3.“I’m just an amateur- it’s not going to go anywhere. It’s a waste of time.”
This one KILLS me when I hear it. People like doing something, but then some jackass comes along and tells them (or they tell themselves) they’re no good, so they should just quit.
You will never find a more pure-spirited, undiluted artist or creator than an amateur- and real professionals KNOW this.
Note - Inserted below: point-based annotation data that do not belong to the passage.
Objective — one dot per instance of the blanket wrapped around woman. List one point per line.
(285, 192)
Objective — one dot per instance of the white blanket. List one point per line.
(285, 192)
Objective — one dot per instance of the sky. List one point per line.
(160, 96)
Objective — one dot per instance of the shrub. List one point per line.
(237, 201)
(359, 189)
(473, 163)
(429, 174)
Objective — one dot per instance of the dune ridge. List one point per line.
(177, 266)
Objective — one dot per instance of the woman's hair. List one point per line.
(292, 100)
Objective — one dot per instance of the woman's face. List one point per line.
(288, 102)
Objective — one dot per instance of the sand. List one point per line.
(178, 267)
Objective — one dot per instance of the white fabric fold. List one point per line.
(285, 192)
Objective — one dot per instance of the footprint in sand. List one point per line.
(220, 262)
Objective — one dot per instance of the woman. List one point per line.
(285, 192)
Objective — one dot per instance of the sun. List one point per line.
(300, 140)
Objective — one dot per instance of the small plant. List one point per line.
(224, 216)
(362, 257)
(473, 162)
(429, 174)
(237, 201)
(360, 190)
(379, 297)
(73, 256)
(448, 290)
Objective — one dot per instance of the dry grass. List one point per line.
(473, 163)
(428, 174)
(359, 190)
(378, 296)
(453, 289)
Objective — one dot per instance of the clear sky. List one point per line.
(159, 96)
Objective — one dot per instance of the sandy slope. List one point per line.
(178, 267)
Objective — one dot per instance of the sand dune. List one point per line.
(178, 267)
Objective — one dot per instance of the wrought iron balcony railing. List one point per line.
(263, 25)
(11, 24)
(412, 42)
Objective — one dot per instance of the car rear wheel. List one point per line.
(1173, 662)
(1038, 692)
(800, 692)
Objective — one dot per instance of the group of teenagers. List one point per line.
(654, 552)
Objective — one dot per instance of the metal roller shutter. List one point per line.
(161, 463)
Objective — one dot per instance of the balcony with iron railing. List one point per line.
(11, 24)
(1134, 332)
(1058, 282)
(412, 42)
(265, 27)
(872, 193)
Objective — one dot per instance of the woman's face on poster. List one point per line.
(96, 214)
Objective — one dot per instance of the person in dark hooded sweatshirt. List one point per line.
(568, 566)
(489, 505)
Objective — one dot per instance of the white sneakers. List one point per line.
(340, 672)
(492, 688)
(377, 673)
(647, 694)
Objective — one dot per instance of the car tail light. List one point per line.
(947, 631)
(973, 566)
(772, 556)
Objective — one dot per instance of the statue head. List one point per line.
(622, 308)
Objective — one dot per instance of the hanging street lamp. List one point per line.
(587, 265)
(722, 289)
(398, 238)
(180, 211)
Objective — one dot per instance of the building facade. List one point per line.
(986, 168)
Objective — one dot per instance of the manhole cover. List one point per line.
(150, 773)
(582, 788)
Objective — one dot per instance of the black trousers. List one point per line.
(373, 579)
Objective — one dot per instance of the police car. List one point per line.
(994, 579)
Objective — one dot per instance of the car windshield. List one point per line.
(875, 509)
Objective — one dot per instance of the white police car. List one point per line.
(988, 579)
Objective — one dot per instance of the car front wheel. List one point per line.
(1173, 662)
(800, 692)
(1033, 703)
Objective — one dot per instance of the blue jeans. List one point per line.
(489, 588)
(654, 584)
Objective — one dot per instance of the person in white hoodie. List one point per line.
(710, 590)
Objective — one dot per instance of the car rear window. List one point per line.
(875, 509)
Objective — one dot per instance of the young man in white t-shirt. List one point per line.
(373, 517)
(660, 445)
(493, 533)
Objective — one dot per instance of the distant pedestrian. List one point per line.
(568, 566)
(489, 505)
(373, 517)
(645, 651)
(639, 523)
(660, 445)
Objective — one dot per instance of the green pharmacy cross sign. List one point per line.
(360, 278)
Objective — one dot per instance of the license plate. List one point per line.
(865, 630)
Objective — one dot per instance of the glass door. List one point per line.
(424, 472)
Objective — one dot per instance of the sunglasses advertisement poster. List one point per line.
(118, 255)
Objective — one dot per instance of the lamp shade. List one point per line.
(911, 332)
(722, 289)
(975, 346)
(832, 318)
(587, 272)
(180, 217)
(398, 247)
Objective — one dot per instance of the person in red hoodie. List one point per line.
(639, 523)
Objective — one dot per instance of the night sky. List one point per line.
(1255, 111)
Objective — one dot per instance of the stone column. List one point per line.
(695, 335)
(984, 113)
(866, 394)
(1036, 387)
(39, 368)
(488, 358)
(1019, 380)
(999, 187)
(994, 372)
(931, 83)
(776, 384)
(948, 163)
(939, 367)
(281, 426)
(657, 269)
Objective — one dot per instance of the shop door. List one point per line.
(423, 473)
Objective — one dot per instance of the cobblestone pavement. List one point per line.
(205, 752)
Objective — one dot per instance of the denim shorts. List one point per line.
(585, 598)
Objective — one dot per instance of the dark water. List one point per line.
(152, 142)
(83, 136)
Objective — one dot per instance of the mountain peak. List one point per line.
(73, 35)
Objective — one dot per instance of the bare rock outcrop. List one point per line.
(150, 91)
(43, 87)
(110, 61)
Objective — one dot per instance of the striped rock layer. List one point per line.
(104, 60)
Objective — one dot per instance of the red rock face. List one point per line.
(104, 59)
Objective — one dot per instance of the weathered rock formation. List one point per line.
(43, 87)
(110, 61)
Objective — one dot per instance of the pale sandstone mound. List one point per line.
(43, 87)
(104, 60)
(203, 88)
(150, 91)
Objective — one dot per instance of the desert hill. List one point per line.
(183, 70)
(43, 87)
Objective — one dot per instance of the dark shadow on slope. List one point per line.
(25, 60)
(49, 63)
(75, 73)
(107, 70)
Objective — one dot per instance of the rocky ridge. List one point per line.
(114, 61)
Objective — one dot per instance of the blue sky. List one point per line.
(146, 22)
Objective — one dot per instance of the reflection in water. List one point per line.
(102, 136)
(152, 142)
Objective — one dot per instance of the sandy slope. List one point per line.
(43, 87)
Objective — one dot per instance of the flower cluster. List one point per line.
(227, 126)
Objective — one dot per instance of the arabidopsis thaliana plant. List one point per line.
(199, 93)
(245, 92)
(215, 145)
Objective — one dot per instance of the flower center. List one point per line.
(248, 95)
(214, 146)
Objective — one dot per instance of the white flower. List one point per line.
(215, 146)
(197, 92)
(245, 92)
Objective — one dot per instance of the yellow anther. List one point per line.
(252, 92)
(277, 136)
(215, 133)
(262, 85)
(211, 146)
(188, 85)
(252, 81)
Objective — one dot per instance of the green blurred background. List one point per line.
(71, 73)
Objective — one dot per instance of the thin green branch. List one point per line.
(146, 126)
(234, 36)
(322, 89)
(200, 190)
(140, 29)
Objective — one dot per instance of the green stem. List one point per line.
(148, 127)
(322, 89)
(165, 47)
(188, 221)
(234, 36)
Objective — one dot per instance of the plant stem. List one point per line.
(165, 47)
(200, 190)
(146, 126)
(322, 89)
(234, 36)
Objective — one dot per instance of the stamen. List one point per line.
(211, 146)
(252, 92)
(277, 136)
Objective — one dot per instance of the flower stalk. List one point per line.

They may offer critique, or even brutally honesty. They may encourage more training, or more experience before attempting something particularly if it’s dangerous,but they will NEVER- EVER- dismiss an amateurs efforts or tell them to give up.
All artists and craftsmen know that more people, more work, more effort, raises everyone’s boat. It’s how a craft advances and improves. New blood and new ideas fuels the evolution of an industry- anyone who says different is a liar, or was beaten down too often in their own lives- or they’re actually nice people but know that douchebaggery sells on TV.
The last bit is the bit that REALLY gets me. “It’s a waste of time.”
This is self-condemnation in the extreme. Whenever I hear someone put down what they love and grumble “it’s a waste of time,” I just want to grab them and shake them. “Oh really? A waste of time? What OTHER plans did you have, might I ask? You already work like a dog, you already devote so much of your life to the things you feel like you NEED to do- please tell me, of the fraction of your life that you have left, WHAT is more important than doing the things that fill that tiny little corner of your world with light and joy? What great plans did you have for those moment, besides breathing and slipping slowly closer to the grave and calling it ‘living?‘”
Maybe it sounds a bit preachy and dark, but it’s the truth. We all have so much to do, and you have no reason not to take that little piece of your life and fill it with what will actually satisfy you and make you happy.
It doesn’t need to make you money- though it can.
It doesn’t need to win you glory- though it can if you work on it and share it.